BISMARCK, N.D. — The federal government is contesting North Dakota's claims that the state should be reimbursed for the $38 million the state spent policing prolonged protests against the Dakota Access oil pipeline.

The Army Corps of Engineers filed a motion Tuesday asking a federal judge to dismiss the state's lawsuit seeking to recoup the costs, arguing it has "limited authority to enforce its rules and regulations" on land it manages.

"The federal government acquired the Corps-managed land ... without accepting any special criminal jurisdiction over this property," the agency said in court documents. "Thus, North Dakota has the authority and responsibility to enforce criminal law on the Corps-managed lands..."

North Dakota Attorney General Wayne Stenejem called the Corps' claim that it is "toothless" in enforcing law on its land "preposterous."

Stenehjem filed the claim in Bismarck federal court in July after the agency ignored an administrative claim he filed a year earlier.

Thousands of opponents of the $3.8 billion pipeline that's been moving oil from the Dakotas through Iowa to Illinois for more two years gathered in southern North Dakota in 2016 and early 2017, camping on federal land and often clashing with police, resulting in 761 arrests over six months.

The Standing Rock Sioux Tribe opposed the pipeline built by Texas-based Energy Transfer Partners over fears it would harm cultural sites and the tribe's Missouri River water supply — claims rejected by the company and the state.

Stenehjem has said the Corps "allowed and sometimes encouraged" protesters to illegally camp without a federal permit. The Corps has said protesters weren't evicted due to free speech reasons.

The agency said in court papers it used discretion, calling the federal government's relationship with the Indian tribes "contentious and tragic."

The Corps said its "enforcement decisions" occurred in the "context of this complex and contentious history."

The pipeline construction began while Barack Obama was in the White House.

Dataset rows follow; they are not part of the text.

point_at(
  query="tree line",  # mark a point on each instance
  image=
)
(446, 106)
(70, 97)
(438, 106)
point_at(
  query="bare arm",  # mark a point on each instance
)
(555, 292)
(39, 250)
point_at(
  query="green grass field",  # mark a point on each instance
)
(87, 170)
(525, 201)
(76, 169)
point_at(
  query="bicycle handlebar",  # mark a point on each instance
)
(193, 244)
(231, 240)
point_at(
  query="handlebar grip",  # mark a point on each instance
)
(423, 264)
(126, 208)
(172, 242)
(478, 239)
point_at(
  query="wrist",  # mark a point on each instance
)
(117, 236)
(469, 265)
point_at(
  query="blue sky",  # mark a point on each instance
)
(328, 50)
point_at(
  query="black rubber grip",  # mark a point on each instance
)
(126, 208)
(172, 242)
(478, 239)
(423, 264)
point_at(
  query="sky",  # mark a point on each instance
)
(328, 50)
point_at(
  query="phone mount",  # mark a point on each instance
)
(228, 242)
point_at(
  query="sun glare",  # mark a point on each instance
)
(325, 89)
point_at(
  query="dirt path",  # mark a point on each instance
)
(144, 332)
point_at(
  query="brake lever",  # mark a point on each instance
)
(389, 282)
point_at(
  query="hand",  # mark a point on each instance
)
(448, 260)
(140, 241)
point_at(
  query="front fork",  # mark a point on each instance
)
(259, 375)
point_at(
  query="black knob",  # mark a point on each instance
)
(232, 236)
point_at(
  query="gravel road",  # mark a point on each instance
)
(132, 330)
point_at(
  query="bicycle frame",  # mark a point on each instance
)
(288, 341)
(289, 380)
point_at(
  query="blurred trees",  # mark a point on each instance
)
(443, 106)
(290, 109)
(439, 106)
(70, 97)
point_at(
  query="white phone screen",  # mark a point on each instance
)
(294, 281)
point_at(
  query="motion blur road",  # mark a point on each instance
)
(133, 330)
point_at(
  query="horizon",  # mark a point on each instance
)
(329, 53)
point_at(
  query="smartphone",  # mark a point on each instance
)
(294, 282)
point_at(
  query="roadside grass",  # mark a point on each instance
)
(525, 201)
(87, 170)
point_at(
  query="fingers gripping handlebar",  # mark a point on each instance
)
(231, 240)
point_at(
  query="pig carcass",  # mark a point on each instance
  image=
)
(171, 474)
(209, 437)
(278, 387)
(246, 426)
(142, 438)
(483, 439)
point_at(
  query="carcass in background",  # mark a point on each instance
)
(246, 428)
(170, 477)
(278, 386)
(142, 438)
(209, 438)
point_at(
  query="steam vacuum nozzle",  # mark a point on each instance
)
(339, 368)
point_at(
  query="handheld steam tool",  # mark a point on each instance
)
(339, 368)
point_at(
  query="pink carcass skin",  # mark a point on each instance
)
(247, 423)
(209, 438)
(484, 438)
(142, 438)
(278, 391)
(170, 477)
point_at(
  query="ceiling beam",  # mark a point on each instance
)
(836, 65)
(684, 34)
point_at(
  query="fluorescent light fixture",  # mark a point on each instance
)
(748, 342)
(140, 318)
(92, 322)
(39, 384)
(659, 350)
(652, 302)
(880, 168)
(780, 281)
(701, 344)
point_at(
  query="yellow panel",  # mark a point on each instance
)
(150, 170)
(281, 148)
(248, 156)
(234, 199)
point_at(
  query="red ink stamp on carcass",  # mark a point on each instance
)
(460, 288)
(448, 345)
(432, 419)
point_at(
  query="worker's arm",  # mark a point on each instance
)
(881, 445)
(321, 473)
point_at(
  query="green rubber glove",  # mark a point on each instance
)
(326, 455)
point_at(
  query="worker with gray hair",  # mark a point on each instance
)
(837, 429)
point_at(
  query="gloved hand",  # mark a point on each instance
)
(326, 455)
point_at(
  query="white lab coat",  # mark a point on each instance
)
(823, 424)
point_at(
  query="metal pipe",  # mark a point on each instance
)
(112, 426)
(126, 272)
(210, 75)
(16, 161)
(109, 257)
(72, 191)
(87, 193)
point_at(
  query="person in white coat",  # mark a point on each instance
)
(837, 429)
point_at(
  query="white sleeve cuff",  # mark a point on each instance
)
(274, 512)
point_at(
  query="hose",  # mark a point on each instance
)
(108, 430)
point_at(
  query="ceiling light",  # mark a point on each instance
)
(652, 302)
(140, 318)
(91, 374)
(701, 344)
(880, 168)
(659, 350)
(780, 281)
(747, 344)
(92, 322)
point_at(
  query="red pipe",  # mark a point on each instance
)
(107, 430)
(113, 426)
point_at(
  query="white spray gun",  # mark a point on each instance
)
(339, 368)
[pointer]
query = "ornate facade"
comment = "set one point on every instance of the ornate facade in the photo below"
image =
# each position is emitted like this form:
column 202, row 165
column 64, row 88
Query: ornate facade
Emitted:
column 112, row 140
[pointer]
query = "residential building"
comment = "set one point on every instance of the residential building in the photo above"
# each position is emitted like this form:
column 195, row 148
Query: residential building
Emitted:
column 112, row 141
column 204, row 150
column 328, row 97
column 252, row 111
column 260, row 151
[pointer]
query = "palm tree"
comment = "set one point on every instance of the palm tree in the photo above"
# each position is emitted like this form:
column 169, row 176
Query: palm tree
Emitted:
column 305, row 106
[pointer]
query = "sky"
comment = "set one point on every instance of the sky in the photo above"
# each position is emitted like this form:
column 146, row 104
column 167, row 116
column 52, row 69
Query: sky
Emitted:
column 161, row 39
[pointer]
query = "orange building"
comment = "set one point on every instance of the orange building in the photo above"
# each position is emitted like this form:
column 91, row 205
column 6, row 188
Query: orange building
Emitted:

President Donald Trump just days after taking office in January 2017 pushed through completion of the stalled project.

The company announced plans this year to double the pipeline's capacity.

Trump last year denied a state-requested disaster declaration to cover the state's costs. The Justice Department later gave the state a $10 million grant for policing-related bills. The pipeline developer gave the state $15 million to help with the costs that were funded from loans from the state-owned Bank of North Dakota.

Stenehjem has said the $25 million the state has received to offset the costs doesn't get the Corps off the hook for the state's $38 million total cost.